Nishan Randhawa

Personal information
- Born: 5 December 1997 (age 28)
- Height: 188 cm (6 ft 2 in)

Sport
- Country: Canada
- Sport: Wrestling
- Weight class: 97 kg

Medal record
Men's freestyle wrestling
Representing Canada
Pan American Championships
| Bronze medal – third place | 2025 Monterrey | 97 kg |
Pan American Games
| Bronze medal – third place | 2023 Santiago | 97 kg |
Commonwealth Games
| Gold medal – first place | 2022 Birmingham | 97 kg |

= Nishan Randhawa =

Canadian freestyle wrestler

Nishan Singh Randhawa (born 5 December 1997) is a Canadian freestyle wrestler. He won one of the bronze medals in men's 97 kg event at the 2023 Pan American Games held in Santiago, Chile.

==Career==
He participated in the 2022 Commonwealth Games in the wrestling competition, being awarded the gold medal in the men's freestyle 97 kg event.

He competed in the 97 kg event at the 2022 World Wrestling Championships held in Belgrade, Serbia.

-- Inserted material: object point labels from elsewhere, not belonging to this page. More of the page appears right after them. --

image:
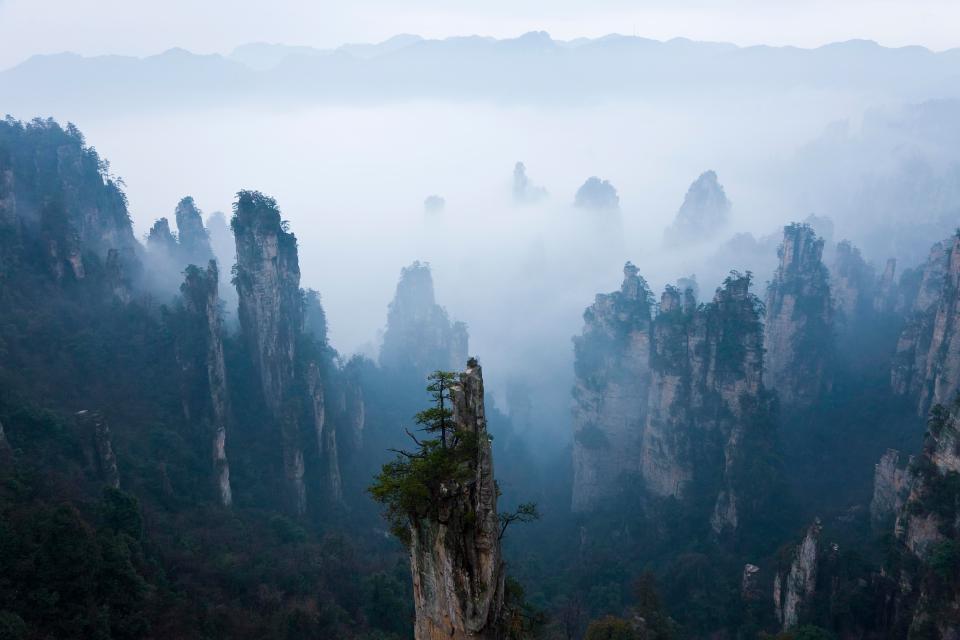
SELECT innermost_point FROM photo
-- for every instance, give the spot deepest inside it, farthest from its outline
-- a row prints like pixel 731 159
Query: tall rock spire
pixel 198 340
pixel 458 573
pixel 420 336
pixel 799 336
pixel 271 316
pixel 612 367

In 2024, Randhawa competed at the Pan American Wrestling Olympic Qualification Tournament held in Acapulco, Mexico hoping to qualify for the 2024 Summer Olympics in Paris, France. He was eliminated in his first match. Randhawa also competed at the 2024 World Wrestling Olympic Qualification Tournament held in Istanbul, Turkey without qualifying for the Olympics.

==Personal life==
Randhawa is of Punjabi sikh descent.